Prof. Dr. Şirin Güven, Omicron varyantının çok hızlı bulaştığını, Kovid gerçeğini asla unutmamamız gerektiğini söyleyerek evde ateşli bir birey olduğu taktirde hemen izolasyon tedbirlerinin alınması gerektiğini söyledi. Güven, şunları kaydetti:
"Bu hastaların ateşi devam ediyorsa, ateşle birlikte öksürük artıyorsa tabii ki hekime başvurulmalı. Ama hekime başvurup tedavisi düzenlendikten sonra, 24-48 saat içinde ateş düşmedi diye tekrar tekrar acillere gelmeye gerek yok. Çocukların Kovid ağırlık derecesi çok azaldı bu yıl. Örneğin Mis-C vakalarını çok az görüyoruz. Ama diğer viral hastaların yükü çok daha fazla şu anda. Ocak ayında daha da artabilir viral enfeksiyon sayıları. Bu yüzden aileler özellikle ateşli çocuklarını kesinlikle okula göndermemeli, çocuğun semptomu varsa da aile içinde gerekli önlemler alınmalı."
"OKULA GİDEN ÇOCUK MASKE TAKMALI, EZBERE VİTAMİN KULLANILMAMALI"
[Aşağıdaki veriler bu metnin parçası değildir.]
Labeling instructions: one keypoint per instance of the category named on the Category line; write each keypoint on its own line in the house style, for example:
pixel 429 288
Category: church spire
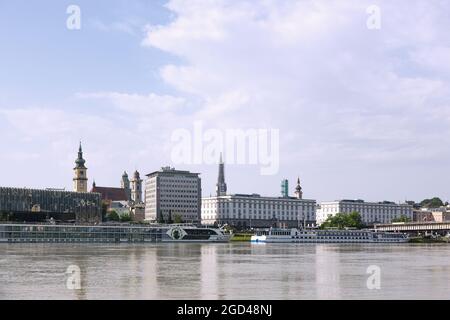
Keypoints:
pixel 80 179
pixel 298 190
pixel 221 186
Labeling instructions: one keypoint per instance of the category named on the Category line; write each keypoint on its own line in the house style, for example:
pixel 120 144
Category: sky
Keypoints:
pixel 361 108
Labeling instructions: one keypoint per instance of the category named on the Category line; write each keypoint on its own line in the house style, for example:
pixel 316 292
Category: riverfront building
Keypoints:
pixel 170 192
pixel 371 212
pixel 37 205
pixel 255 211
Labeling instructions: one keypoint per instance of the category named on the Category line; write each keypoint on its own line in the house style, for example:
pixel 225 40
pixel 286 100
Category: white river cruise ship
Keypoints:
pixel 47 233
pixel 275 235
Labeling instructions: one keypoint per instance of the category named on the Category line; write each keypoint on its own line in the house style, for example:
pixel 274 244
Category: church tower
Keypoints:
pixel 136 188
pixel 298 190
pixel 221 186
pixel 125 184
pixel 80 180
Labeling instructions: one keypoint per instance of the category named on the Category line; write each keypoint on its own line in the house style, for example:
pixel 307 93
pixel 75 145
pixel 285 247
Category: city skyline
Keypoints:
pixel 362 113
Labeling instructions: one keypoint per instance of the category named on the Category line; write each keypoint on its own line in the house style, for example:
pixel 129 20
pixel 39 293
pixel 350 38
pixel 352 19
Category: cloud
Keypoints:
pixel 362 113
pixel 336 89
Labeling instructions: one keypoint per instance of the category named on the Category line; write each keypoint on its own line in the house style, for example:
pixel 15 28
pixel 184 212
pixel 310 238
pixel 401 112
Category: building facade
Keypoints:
pixel 125 185
pixel 441 214
pixel 254 211
pixel 371 212
pixel 136 188
pixel 80 179
pixel 82 206
pixel 170 192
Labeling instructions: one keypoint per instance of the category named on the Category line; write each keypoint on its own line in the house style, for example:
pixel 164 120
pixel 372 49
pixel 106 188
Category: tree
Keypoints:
pixel 432 203
pixel 113 216
pixel 343 220
pixel 178 218
pixel 402 218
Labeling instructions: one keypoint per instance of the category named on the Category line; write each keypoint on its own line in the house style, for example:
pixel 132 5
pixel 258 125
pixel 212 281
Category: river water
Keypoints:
pixel 225 271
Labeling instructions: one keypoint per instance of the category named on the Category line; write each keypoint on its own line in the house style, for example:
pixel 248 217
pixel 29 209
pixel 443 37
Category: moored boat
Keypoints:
pixel 276 235
pixel 47 233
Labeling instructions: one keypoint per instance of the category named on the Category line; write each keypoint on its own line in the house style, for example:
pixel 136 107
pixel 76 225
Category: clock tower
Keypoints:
pixel 80 180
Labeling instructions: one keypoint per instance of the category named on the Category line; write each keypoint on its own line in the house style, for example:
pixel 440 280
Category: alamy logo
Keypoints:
pixel 250 146
pixel 74 279
pixel 73 22
pixel 374 20
pixel 374 280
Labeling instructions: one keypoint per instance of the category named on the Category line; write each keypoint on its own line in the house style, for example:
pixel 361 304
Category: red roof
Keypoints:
pixel 111 194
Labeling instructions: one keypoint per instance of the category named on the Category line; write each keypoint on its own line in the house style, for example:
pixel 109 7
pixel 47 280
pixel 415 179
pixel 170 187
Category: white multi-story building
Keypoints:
pixel 255 211
pixel 371 212
pixel 247 211
pixel 171 192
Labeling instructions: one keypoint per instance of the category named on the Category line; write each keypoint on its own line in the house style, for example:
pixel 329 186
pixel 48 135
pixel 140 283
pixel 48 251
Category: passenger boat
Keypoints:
pixel 275 235
pixel 47 233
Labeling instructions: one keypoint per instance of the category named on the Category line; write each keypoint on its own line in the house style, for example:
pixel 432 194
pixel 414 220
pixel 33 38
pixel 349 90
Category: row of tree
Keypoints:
pixel 352 220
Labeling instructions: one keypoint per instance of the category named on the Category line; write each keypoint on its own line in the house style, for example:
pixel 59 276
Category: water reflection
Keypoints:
pixel 224 271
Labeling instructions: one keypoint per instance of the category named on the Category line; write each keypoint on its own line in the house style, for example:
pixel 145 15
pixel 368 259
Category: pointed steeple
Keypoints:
pixel 221 186
pixel 80 179
pixel 298 190
pixel 79 162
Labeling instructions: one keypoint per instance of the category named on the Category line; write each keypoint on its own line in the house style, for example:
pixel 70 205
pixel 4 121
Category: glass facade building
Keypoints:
pixel 85 207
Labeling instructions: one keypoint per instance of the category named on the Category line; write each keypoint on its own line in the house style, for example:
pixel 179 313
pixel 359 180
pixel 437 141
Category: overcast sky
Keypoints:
pixel 361 112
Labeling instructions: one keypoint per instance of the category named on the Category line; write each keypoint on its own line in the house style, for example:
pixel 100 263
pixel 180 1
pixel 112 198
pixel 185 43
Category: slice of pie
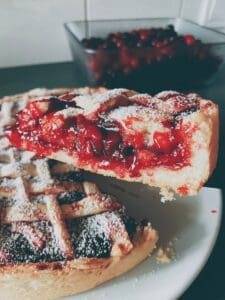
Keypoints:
pixel 169 140
pixel 56 228
pixel 59 234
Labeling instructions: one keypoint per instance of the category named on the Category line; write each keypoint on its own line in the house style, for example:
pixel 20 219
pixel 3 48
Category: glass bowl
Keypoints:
pixel 180 64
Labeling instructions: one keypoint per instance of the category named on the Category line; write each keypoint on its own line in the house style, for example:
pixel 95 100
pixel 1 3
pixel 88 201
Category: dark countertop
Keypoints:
pixel 210 284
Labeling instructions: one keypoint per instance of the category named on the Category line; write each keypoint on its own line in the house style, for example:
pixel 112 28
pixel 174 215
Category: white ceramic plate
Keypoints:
pixel 192 222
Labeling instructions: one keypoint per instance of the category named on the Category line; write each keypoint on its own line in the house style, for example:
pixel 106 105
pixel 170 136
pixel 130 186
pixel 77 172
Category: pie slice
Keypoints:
pixel 169 140
pixel 59 234
pixel 55 227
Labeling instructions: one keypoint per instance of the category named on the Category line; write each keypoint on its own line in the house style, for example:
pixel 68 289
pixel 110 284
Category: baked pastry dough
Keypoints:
pixel 59 234
pixel 169 140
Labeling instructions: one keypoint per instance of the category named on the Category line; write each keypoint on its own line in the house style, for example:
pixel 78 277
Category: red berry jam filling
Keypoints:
pixel 102 143
pixel 150 59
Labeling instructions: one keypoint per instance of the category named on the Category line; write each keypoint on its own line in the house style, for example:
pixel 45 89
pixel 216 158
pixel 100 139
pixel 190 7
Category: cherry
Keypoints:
pixel 164 142
pixel 111 142
pixel 189 39
pixel 145 157
pixel 27 118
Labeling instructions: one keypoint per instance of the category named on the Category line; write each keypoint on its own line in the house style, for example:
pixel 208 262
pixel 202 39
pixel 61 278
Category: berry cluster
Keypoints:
pixel 149 59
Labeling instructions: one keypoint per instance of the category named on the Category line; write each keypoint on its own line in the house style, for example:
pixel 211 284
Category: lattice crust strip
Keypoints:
pixel 36 197
pixel 40 199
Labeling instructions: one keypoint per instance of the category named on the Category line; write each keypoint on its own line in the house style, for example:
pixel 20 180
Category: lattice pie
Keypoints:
pixel 169 140
pixel 59 235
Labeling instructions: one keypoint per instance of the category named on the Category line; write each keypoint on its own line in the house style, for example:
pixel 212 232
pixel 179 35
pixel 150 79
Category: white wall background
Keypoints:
pixel 31 31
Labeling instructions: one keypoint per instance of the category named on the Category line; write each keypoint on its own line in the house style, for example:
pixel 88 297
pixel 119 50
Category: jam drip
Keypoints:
pixel 103 143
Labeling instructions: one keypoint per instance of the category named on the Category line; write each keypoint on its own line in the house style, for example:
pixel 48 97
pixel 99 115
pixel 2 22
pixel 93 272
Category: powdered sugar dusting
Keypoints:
pixel 91 103
pixel 69 112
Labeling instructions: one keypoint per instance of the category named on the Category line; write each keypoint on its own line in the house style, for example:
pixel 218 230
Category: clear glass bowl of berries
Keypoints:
pixel 147 55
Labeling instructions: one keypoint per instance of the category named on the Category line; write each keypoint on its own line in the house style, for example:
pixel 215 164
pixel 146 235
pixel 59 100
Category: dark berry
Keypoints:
pixel 70 197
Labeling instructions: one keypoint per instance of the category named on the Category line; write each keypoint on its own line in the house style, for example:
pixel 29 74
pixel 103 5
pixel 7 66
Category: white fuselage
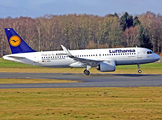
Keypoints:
pixel 121 56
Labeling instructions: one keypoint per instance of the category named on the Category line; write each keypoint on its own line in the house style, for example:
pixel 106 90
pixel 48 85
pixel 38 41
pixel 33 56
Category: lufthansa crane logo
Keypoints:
pixel 15 41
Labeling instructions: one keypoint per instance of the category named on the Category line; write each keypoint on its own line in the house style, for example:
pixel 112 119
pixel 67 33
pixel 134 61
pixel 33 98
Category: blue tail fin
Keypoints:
pixel 17 44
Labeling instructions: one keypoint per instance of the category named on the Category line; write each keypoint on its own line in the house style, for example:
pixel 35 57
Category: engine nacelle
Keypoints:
pixel 106 66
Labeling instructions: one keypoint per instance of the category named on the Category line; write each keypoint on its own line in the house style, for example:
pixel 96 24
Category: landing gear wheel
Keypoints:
pixel 86 72
pixel 139 71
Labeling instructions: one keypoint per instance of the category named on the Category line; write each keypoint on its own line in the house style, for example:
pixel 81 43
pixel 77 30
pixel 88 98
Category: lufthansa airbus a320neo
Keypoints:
pixel 105 60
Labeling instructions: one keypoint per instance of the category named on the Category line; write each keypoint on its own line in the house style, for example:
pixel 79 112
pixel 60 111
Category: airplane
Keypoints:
pixel 105 60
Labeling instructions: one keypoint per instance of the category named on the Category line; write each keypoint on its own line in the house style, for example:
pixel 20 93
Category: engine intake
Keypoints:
pixel 106 66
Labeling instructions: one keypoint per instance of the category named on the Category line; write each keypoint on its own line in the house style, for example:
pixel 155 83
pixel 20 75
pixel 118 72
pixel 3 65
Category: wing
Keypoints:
pixel 90 62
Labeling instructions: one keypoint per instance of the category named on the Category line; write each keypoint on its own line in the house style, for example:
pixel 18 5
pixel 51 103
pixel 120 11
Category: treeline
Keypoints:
pixel 85 31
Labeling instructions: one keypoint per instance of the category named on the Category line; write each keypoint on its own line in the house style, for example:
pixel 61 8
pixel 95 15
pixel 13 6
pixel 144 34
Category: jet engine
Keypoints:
pixel 106 66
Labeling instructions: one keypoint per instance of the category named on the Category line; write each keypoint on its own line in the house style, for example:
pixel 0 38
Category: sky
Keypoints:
pixel 37 8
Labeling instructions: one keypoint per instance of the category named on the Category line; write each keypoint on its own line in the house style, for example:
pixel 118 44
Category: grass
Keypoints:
pixel 7 66
pixel 20 81
pixel 141 103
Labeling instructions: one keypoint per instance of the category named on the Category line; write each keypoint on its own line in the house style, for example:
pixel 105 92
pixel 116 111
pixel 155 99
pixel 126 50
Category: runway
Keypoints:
pixel 94 80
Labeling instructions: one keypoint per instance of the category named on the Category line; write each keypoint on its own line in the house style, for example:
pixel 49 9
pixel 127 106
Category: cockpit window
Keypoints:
pixel 149 52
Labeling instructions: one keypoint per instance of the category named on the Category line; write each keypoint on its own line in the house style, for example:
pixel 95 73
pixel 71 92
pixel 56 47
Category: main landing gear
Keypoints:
pixel 139 71
pixel 86 71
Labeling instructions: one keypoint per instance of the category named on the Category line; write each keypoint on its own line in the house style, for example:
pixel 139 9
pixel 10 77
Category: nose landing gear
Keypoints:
pixel 86 71
pixel 139 71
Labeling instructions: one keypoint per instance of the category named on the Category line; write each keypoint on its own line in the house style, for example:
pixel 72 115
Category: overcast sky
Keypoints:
pixel 37 8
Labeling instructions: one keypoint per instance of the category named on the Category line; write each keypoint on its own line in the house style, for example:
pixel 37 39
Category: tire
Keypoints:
pixel 86 72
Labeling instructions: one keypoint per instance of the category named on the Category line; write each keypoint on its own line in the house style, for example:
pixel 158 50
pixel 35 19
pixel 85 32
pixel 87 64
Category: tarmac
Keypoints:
pixel 93 80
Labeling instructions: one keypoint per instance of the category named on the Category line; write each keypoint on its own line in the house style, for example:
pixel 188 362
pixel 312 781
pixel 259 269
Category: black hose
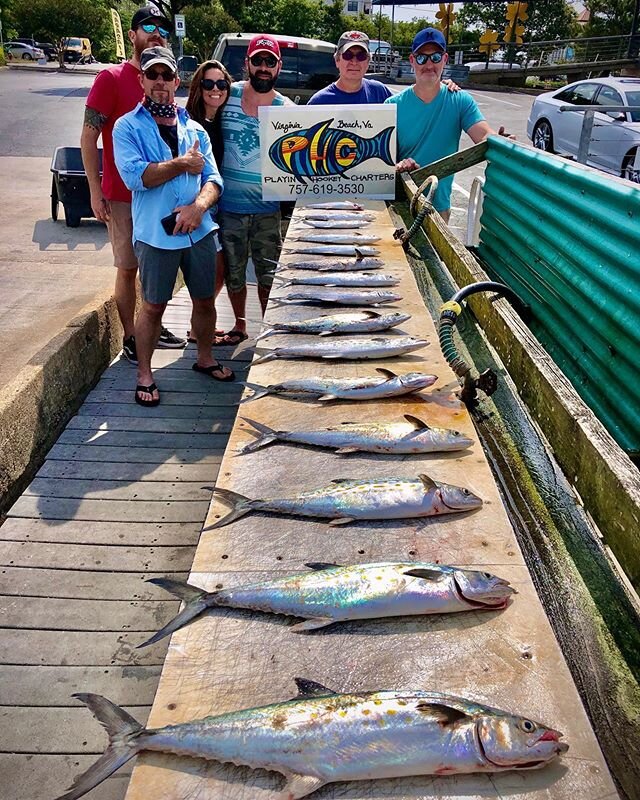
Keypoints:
pixel 449 313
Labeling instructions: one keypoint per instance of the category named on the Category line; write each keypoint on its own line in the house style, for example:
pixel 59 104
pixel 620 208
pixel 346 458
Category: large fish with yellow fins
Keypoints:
pixel 321 150
pixel 322 736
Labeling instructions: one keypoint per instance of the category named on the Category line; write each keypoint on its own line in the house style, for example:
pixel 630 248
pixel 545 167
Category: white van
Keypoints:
pixel 307 64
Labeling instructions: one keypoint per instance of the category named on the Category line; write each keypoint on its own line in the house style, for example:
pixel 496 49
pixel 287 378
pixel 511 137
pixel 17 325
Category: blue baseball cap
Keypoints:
pixel 429 36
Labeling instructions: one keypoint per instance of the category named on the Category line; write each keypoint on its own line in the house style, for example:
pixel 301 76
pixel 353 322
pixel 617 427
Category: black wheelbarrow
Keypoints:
pixel 70 186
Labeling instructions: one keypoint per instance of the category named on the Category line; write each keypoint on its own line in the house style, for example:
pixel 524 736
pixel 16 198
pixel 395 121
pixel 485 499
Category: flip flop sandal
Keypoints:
pixel 147 390
pixel 233 338
pixel 210 371
pixel 217 332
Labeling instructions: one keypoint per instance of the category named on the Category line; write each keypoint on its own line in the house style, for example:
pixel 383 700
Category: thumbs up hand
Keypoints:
pixel 193 160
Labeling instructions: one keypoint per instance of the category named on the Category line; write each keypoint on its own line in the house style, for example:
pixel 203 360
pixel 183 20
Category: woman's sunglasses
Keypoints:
pixel 269 61
pixel 153 75
pixel 422 58
pixel 149 27
pixel 208 84
pixel 361 55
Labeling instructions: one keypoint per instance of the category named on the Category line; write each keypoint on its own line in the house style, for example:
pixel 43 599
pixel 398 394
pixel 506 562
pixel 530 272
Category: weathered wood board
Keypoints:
pixel 232 660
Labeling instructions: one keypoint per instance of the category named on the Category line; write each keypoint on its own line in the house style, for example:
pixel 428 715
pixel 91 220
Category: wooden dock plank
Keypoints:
pixel 53 686
pixel 78 648
pixel 232 660
pixel 138 534
pixel 116 510
pixel 86 584
pixel 146 455
pixel 95 558
pixel 54 730
pixel 26 777
pixel 95 488
pixel 68 614
pixel 213 442
pixel 88 470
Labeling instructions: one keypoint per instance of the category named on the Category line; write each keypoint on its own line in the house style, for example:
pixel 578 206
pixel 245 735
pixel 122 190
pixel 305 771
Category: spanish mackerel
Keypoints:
pixel 337 238
pixel 333 250
pixel 403 438
pixel 349 278
pixel 337 224
pixel 376 347
pixel 345 500
pixel 321 736
pixel 342 297
pixel 336 205
pixel 335 265
pixel 372 387
pixel 349 322
pixel 338 216
pixel 333 593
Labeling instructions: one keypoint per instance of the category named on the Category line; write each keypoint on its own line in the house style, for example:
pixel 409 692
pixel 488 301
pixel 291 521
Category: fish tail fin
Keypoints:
pixel 196 602
pixel 258 391
pixel 123 730
pixel 265 355
pixel 240 505
pixel 382 144
pixel 268 436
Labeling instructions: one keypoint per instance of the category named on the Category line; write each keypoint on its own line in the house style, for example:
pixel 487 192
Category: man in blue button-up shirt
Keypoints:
pixel 165 159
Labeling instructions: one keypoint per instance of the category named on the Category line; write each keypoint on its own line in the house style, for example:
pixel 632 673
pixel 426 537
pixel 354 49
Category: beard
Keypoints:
pixel 261 85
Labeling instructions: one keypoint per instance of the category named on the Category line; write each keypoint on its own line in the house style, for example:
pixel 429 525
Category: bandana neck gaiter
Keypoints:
pixel 166 110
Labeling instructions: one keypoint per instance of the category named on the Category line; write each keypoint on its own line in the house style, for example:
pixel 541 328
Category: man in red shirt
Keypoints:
pixel 116 91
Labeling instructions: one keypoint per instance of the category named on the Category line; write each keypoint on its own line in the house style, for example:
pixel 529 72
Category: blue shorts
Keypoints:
pixel 158 269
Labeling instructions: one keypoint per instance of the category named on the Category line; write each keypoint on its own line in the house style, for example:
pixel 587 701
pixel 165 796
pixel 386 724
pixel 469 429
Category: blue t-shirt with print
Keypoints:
pixel 430 131
pixel 370 92
pixel 241 162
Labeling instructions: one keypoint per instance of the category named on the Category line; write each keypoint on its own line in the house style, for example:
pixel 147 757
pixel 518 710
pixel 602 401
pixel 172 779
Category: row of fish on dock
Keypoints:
pixel 322 736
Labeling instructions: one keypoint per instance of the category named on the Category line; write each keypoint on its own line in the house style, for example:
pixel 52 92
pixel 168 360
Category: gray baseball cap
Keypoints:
pixel 157 55
pixel 351 39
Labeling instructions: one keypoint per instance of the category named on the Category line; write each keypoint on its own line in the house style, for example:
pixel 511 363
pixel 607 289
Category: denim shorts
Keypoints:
pixel 158 269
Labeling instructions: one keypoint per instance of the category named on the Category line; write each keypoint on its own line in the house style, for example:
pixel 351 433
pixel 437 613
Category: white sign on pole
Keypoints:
pixel 181 29
pixel 328 151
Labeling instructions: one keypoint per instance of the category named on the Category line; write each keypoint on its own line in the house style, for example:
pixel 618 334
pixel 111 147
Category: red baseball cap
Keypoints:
pixel 263 43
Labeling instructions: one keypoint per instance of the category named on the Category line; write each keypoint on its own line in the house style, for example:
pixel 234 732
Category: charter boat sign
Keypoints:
pixel 328 151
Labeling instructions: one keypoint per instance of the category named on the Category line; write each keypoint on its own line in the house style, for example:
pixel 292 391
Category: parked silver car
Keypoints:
pixel 615 140
pixel 25 52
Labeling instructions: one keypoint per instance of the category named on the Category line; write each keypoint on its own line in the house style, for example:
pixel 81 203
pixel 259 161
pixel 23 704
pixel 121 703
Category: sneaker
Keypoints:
pixel 170 341
pixel 129 349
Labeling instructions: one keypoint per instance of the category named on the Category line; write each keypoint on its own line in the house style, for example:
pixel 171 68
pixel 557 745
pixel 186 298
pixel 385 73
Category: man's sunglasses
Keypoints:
pixel 269 61
pixel 208 84
pixel 149 27
pixel 153 75
pixel 360 55
pixel 422 58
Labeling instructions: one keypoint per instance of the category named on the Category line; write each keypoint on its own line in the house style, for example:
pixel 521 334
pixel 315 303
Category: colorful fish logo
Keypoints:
pixel 321 150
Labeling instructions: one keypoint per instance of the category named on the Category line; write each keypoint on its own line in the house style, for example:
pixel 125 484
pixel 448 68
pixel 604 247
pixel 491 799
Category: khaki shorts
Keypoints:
pixel 120 228
pixel 259 233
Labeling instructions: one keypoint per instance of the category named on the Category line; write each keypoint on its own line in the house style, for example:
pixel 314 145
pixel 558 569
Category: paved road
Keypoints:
pixel 49 272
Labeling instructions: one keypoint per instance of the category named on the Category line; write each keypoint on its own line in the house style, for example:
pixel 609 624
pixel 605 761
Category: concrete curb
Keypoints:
pixel 35 407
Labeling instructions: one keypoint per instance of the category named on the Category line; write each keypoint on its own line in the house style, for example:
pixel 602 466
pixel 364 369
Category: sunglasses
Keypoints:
pixel 422 58
pixel 208 84
pixel 149 27
pixel 361 55
pixel 269 61
pixel 153 75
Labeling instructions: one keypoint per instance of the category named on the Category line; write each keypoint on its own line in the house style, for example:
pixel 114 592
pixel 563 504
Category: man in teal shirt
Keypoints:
pixel 431 118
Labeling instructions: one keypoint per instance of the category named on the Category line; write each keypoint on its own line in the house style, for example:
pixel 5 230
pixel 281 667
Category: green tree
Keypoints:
pixel 53 20
pixel 548 19
pixel 609 17
pixel 204 24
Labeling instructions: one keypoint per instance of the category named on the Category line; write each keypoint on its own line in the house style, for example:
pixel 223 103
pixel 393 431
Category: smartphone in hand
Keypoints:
pixel 169 223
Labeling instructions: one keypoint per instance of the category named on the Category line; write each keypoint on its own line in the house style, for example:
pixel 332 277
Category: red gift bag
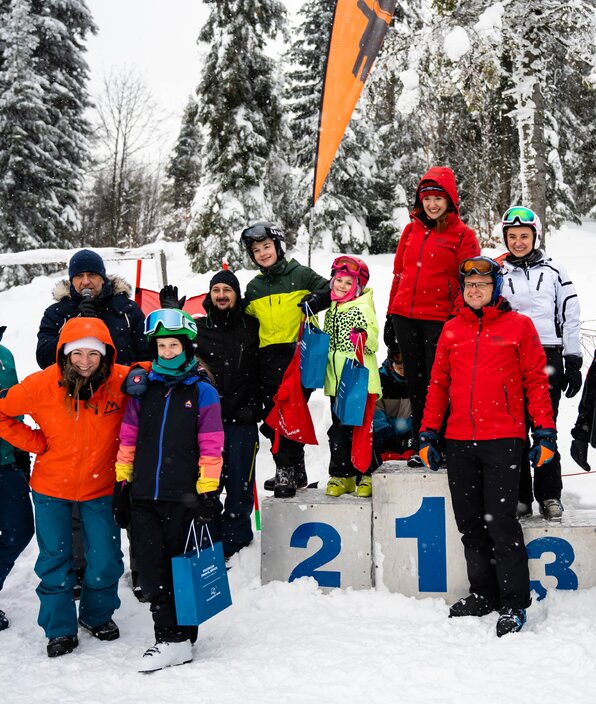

Okula giden çocukların mutlaka maske takması gerektiği uyarısında da bulunan Prof. Dr. Güven, uyarılarını şöyle sürdürdü:
"Özellikle adolesanlar (ergenler) bu dönemde kalabalık ortamlarda çok bulunmamalı. Çünkü Kovid ağırlığının azalmasıyla ve aşının da verdiği rahatlıkla, rehavet gözlemliyorum ailelerde ve toplumda. Önlemleri uygulamaya devam etmek zorundayız. Evde ateşli çocuğa destek tedavisi uygulanabilir ama antibiyotik verilsin diye hekimlerle kavgaya girmeye gerek yok. Çünkü antibiyotik, ateşi düşürmüyor. Ateş düşürücü vererek, bol sıvı ile ve iyi besleyerek, bazen ılık banyo ile ateş kontrol altına alınmalı. Yüksek dozda vitaminler, özellikle D vitamini çok gündemde, bu konuda endişelerimiz var. Yüksek dozda C veya D vitamini, hekim kontrolü olmadan kesinlikle verilmemesi gerekiyor. Eksikliği durumunda verilmeli bu tip destek tedavileri."